The debt-masking derivatives amounted to a destructive way for Goldman to earn a lot of money at the expense of Greek taxpayers, who protested violently in Athens when Prime Minister George Papandreou presented them with a bill in the form of austerity measures and higher taxes. The destruction continued in April after a downgrade of Greece's credit to "junk" status as derivative markets continued to make it harder for Athens to climb out of its hole.

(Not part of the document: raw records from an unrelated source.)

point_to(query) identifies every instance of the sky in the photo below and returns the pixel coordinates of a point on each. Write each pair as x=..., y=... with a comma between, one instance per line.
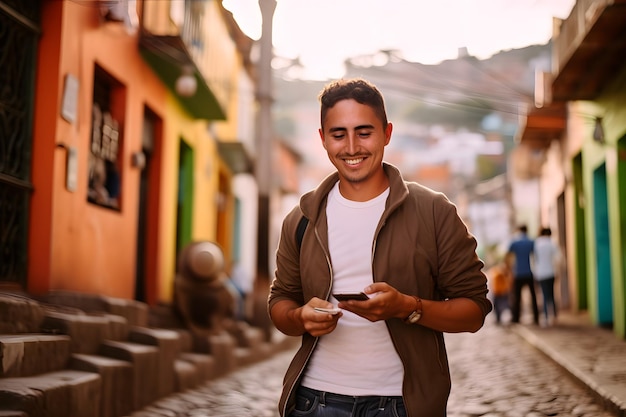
x=322, y=34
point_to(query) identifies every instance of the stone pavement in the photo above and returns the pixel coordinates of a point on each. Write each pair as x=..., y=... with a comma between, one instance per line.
x=594, y=356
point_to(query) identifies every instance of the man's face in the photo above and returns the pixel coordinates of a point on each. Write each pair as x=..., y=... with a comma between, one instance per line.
x=355, y=141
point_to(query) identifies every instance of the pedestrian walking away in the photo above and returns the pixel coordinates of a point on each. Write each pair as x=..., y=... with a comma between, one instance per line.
x=392, y=263
x=546, y=255
x=500, y=281
x=522, y=249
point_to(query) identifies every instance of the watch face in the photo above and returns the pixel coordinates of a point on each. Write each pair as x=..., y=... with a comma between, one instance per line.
x=414, y=317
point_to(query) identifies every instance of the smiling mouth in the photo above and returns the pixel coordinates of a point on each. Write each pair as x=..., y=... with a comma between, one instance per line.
x=353, y=161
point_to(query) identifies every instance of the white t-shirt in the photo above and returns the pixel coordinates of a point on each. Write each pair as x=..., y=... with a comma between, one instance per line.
x=358, y=357
x=545, y=255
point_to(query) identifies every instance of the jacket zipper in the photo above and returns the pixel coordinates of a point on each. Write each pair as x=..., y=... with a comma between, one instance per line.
x=330, y=269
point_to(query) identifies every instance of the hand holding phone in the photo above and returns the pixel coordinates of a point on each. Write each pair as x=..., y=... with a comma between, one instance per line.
x=361, y=296
x=332, y=311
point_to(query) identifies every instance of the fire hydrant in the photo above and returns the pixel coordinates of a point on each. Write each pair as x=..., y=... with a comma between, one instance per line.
x=202, y=297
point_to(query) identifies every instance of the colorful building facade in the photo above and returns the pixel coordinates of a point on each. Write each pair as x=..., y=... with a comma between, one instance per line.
x=120, y=165
x=581, y=128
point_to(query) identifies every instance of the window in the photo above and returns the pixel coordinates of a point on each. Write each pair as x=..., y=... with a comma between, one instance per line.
x=104, y=171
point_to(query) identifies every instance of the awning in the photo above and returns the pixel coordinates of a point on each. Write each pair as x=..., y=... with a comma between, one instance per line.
x=543, y=125
x=167, y=55
x=235, y=156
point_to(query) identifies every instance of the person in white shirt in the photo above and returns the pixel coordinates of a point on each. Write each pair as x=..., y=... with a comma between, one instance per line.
x=546, y=255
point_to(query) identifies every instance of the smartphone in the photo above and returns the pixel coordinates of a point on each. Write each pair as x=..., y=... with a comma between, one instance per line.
x=332, y=311
x=361, y=296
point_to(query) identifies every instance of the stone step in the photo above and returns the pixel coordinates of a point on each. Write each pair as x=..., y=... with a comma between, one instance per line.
x=117, y=382
x=24, y=355
x=20, y=314
x=168, y=344
x=65, y=393
x=135, y=312
x=87, y=331
x=145, y=364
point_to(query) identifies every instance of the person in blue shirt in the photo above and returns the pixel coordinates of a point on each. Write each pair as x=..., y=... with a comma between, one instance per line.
x=522, y=248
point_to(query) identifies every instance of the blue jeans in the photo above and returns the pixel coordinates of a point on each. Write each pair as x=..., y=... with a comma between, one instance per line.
x=547, y=290
x=314, y=403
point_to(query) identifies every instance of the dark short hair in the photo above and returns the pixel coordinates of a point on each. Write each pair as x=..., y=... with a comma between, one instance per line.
x=357, y=89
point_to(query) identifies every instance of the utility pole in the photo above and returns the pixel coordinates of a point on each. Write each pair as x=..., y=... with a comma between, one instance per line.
x=264, y=137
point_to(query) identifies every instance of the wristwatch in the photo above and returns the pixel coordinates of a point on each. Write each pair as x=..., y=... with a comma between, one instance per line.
x=416, y=314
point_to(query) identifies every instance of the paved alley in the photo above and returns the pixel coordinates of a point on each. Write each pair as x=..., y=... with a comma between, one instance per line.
x=494, y=373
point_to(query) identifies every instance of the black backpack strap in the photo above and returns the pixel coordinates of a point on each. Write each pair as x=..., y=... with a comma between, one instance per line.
x=302, y=224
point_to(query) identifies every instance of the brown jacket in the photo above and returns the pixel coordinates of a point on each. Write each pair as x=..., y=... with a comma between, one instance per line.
x=421, y=247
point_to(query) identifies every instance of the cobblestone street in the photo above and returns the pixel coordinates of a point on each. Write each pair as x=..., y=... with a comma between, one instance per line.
x=495, y=373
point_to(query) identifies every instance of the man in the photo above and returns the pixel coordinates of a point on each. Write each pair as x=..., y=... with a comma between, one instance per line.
x=401, y=244
x=546, y=256
x=522, y=248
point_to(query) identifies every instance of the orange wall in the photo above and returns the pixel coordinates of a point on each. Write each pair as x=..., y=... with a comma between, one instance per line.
x=75, y=245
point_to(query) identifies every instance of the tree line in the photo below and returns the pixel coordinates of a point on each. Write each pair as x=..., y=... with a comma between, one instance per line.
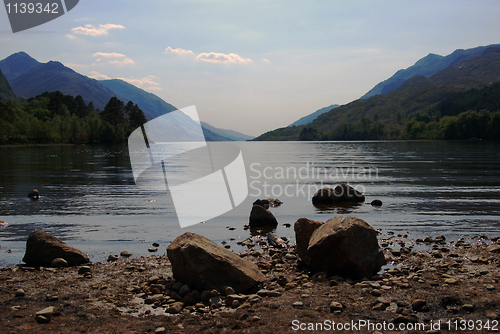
x=53, y=117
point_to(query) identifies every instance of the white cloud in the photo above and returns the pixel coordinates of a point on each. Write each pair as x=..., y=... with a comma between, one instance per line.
x=109, y=55
x=178, y=51
x=221, y=58
x=126, y=61
x=150, y=81
x=91, y=30
x=98, y=76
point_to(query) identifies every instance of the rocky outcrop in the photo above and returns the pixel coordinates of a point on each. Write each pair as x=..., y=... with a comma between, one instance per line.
x=342, y=193
x=268, y=202
x=42, y=248
x=203, y=264
x=261, y=217
x=34, y=194
x=345, y=246
x=304, y=228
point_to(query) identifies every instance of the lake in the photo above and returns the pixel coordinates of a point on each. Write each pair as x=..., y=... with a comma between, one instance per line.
x=89, y=198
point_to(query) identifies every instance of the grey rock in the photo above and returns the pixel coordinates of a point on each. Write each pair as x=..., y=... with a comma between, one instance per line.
x=204, y=265
x=42, y=248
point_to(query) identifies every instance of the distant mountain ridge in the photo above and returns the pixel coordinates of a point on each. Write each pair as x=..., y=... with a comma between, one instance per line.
x=6, y=92
x=30, y=78
x=419, y=94
x=17, y=64
x=54, y=76
x=311, y=117
x=151, y=105
x=427, y=66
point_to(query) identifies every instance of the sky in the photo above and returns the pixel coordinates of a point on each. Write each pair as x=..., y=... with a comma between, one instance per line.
x=253, y=66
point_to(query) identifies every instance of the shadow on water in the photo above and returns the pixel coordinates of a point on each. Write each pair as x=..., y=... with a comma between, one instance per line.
x=338, y=208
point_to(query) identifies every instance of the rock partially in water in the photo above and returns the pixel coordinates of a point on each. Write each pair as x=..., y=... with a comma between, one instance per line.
x=203, y=264
x=42, y=248
x=34, y=195
x=59, y=263
x=304, y=228
x=342, y=193
x=346, y=246
x=261, y=217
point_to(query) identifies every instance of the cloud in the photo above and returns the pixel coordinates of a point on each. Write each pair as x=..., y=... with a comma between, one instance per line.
x=126, y=61
x=150, y=80
x=109, y=55
x=221, y=58
x=98, y=76
x=178, y=51
x=91, y=30
x=113, y=55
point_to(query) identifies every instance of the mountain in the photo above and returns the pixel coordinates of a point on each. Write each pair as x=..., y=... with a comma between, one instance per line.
x=230, y=134
x=53, y=76
x=6, y=92
x=427, y=66
x=416, y=95
x=152, y=105
x=311, y=117
x=17, y=64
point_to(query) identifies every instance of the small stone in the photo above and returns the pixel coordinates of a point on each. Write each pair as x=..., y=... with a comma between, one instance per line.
x=154, y=280
x=184, y=290
x=83, y=270
x=51, y=298
x=468, y=307
x=451, y=281
x=46, y=312
x=379, y=307
x=126, y=253
x=175, y=308
x=113, y=258
x=417, y=304
x=59, y=263
x=42, y=319
x=20, y=293
x=491, y=315
x=229, y=291
x=493, y=248
x=205, y=295
x=336, y=306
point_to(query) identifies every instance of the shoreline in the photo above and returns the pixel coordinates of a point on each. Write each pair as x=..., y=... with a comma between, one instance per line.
x=448, y=281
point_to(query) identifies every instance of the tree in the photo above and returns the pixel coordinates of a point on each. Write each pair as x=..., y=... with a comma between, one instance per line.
x=114, y=112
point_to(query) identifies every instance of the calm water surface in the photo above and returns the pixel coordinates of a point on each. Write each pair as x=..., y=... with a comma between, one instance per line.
x=89, y=199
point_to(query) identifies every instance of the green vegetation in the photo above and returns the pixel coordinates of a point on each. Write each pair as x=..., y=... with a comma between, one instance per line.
x=57, y=118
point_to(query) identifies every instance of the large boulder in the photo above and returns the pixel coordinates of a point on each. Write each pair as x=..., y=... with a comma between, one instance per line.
x=261, y=217
x=342, y=193
x=42, y=248
x=346, y=246
x=205, y=265
x=304, y=228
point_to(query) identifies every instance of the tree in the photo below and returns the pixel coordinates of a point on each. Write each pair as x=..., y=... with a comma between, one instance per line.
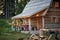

What can be done? The EU expects to have a draft bill to regulate derivatives by July, with the aim of setting new rules by 2012. Regulation is obviously a good idea. Derivatives trading needs to be made transparent enough to keep an investment bank from serving as both "bookie" and "house." Goldman CEO Lloyd Blankfein admitted in the Financial Times last year that Wall Street firms had failed to unravel the dangers inherent in their own derivatives. If investment banks — never mind their regulators — can't make sense of some financial instruments, the obvious question is why are they legal at all?
But one simple rule that would bring more honesty to financial markets is a ban on naked short selling, or setting up a short position on an asset without first borrowing real shares of it. (Short trades normally require traders to borrow the shares they wish to bet against.) A proper ban would keep the shares from being promised around to multiple traders like a magician's disappearing cards.
Regulation would have to be general across U.S. and Asian markets as well as the cautious, cud-chewing euro zone. (Otherwise these destructive financial storms can just migrate to capitals with the loosest laws.) But these rules have found no traction in Washington.
Beyond regulation, of course, governments on both sides of the Atlantic need to be serious about their national debt. Claus Vogt says the euro looks healthier to him than the dollar, structurally, because the euro zone sets goals for national debts and deficits (which it obviously hasn't observed). The U.S., he said, has no similar rules to ensure sound money.
"It's when you look at a graphic of the currencies against gold that you can see where the true music plays," Vogt said. "Both currencies have lost value drastically against gold — not just the euro and the dollar, but also the pound and the yen — which supports my theory that all these paper currencies have unified themselves around a frivolous fiscal direction."